# Career Opportunities for an Asian-Canadian in Sydney?



## raptorstv (Jun 19, 2012)

Hi, I am a student from the top 5 Canadian University, majoring in Accounting and Finance. And my GPA is around 70%, very average I should say. I've been living in Canada for about 6.5 years now, and my English has improved quite a bit since the first time I got here. However, people can still easily notice my Asian accent when talking in English. I'm planning to move to Aussie after my graduation next year. After living in Canada for that long, things have just become a bit too redundant. So, I decided that I want to find new opportunities and challenges. Will it be hard to find a job in OZ though? Obviously, I don't have any local working experience in Aussie, but I've done two Accounting related internships during my Uni here in Canada.


----------



## Boboa (Mar 24, 2009)

Well its always harder to get the first job, but with current economic situation I don't see why you can't. There is still a shortage of accountants. 

Nobody cares about your accent as long as people can understand what you say. Australia is one of fairest societies out there bar several idiots here and there. Plus over half of Sydney population is Asian, and most have a very heavy accent because they are recent immigrants. 
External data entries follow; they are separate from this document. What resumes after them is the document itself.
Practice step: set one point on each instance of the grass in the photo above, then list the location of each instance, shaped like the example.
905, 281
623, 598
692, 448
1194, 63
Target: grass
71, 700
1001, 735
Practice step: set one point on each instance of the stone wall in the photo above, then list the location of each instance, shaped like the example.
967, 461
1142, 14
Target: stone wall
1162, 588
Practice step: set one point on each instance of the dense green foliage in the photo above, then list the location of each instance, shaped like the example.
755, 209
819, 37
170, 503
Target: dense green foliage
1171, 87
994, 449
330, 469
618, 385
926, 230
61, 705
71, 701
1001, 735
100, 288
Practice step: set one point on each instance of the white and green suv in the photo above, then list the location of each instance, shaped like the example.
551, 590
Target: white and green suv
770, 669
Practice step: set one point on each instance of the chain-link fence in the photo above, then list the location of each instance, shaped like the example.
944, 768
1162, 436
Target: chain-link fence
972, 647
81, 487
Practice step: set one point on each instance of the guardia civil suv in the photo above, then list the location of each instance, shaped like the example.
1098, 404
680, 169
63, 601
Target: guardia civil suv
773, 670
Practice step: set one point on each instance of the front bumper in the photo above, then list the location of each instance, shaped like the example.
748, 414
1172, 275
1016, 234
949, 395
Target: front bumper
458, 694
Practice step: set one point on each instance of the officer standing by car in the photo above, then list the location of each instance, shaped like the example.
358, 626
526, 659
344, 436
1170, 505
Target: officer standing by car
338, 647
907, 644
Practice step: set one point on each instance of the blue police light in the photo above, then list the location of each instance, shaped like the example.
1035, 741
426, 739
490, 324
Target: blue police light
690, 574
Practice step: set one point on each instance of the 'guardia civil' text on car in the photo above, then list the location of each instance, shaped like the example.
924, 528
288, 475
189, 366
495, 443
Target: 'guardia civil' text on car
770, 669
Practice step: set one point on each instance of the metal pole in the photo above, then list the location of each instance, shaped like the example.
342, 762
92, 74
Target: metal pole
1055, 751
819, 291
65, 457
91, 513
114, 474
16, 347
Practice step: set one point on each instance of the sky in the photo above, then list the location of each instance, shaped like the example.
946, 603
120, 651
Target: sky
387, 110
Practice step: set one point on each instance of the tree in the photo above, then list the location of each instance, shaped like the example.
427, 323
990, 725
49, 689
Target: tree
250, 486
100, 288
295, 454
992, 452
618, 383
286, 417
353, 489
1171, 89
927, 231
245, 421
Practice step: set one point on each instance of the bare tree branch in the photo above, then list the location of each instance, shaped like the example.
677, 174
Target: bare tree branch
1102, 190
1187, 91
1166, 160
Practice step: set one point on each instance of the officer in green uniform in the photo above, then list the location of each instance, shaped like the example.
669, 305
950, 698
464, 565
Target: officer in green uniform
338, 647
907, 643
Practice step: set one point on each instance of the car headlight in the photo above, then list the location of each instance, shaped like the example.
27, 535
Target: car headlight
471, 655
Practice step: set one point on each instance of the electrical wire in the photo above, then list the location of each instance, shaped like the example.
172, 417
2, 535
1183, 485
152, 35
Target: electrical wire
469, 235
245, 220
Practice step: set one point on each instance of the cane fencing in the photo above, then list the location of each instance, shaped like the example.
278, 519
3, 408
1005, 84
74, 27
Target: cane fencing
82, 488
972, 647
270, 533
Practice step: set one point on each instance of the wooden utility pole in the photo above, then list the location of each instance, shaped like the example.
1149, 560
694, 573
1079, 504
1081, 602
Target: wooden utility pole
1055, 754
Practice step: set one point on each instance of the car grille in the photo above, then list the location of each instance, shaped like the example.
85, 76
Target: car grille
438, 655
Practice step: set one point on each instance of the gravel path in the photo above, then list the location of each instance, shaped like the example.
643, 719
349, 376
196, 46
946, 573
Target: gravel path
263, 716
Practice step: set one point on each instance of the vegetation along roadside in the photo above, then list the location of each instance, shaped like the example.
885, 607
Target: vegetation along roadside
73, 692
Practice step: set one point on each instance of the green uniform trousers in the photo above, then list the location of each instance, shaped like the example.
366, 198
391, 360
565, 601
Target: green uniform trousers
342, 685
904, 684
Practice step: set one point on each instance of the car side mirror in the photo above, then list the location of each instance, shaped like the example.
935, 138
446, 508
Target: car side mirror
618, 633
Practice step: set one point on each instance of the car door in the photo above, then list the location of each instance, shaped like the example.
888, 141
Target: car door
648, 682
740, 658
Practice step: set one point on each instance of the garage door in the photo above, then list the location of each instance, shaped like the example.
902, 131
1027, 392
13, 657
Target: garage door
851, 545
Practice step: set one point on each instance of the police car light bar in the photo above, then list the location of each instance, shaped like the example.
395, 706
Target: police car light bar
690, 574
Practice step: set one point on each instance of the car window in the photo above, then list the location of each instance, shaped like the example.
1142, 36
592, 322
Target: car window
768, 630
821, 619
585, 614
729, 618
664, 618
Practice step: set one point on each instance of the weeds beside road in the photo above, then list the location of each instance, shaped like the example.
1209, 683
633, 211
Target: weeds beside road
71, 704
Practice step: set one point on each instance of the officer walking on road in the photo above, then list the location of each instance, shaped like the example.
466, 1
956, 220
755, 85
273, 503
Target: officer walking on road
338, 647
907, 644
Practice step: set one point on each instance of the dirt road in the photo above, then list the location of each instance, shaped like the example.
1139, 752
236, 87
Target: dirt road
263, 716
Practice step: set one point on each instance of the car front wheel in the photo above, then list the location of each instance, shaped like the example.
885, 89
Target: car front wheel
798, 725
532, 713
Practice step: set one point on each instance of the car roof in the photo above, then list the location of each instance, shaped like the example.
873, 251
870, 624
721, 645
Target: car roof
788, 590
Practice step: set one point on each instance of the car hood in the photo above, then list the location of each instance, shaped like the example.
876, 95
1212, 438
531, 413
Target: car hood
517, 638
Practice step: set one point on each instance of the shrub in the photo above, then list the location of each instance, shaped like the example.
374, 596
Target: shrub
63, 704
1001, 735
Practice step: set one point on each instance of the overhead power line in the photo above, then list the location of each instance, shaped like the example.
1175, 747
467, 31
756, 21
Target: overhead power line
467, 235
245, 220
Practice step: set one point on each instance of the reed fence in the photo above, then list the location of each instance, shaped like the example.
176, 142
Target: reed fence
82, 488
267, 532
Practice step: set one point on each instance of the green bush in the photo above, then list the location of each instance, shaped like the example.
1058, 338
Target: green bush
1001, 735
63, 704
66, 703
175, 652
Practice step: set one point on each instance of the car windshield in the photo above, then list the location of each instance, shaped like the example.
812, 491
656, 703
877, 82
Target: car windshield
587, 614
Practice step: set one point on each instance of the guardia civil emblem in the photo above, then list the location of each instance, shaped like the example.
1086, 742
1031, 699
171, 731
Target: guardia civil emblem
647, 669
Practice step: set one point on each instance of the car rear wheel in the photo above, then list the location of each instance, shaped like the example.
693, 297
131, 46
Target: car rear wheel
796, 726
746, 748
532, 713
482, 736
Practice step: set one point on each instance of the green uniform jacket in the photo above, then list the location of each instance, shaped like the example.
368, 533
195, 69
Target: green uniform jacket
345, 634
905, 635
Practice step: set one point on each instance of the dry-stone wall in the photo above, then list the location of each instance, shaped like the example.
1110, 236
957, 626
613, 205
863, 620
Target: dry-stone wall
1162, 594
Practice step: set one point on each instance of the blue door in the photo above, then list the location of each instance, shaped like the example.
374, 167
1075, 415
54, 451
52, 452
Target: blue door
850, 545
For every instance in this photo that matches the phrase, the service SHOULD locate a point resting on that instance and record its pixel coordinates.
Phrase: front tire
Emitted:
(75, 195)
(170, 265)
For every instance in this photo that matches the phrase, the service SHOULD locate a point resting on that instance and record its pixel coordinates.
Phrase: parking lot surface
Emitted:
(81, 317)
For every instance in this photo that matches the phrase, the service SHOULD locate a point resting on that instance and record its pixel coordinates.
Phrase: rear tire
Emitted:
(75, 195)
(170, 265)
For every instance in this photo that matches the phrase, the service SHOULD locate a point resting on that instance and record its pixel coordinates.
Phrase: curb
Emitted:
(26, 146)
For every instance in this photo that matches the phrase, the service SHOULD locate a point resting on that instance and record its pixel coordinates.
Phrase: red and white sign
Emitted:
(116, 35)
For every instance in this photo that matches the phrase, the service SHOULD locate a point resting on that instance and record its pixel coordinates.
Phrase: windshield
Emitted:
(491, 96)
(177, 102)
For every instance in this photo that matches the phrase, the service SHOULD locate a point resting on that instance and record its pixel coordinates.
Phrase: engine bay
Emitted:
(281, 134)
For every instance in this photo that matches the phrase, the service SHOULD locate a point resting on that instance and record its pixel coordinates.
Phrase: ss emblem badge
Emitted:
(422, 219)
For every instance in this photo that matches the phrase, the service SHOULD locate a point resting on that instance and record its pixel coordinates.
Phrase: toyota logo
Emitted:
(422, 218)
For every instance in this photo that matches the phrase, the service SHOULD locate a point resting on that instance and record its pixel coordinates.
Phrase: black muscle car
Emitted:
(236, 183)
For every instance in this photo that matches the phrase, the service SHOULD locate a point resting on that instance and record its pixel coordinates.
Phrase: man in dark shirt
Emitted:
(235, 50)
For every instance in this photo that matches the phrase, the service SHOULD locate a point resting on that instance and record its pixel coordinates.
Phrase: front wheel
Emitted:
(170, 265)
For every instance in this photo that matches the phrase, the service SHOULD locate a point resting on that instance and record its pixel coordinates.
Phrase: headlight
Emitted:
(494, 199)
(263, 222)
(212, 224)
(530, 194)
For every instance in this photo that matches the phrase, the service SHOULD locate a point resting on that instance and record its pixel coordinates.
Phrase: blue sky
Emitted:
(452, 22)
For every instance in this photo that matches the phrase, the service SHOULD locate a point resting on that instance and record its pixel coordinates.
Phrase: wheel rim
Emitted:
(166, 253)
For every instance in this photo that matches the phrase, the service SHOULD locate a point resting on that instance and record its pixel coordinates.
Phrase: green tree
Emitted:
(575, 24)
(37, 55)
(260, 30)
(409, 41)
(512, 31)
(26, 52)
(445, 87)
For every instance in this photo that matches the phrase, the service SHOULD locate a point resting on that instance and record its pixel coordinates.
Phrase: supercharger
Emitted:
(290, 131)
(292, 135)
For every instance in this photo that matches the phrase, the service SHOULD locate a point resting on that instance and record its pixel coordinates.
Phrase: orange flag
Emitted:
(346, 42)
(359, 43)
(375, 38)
Are you an CGA or similarly qualified accountant? If so you might look into using the mutual recognition agreements between Australian and Canadian professional bodies. This might give an additional advantage during your jobsearch.


----------



## MoveToSydney (Jun 26, 2012)

I'm agreed with Boboa, you can still find an opportunity in here whilst I'm thinking perhaps Sydney would be the best city to start with. However I am not sure how your education background will fit here as I am aware some countries have different law and regulation for accounting.


----------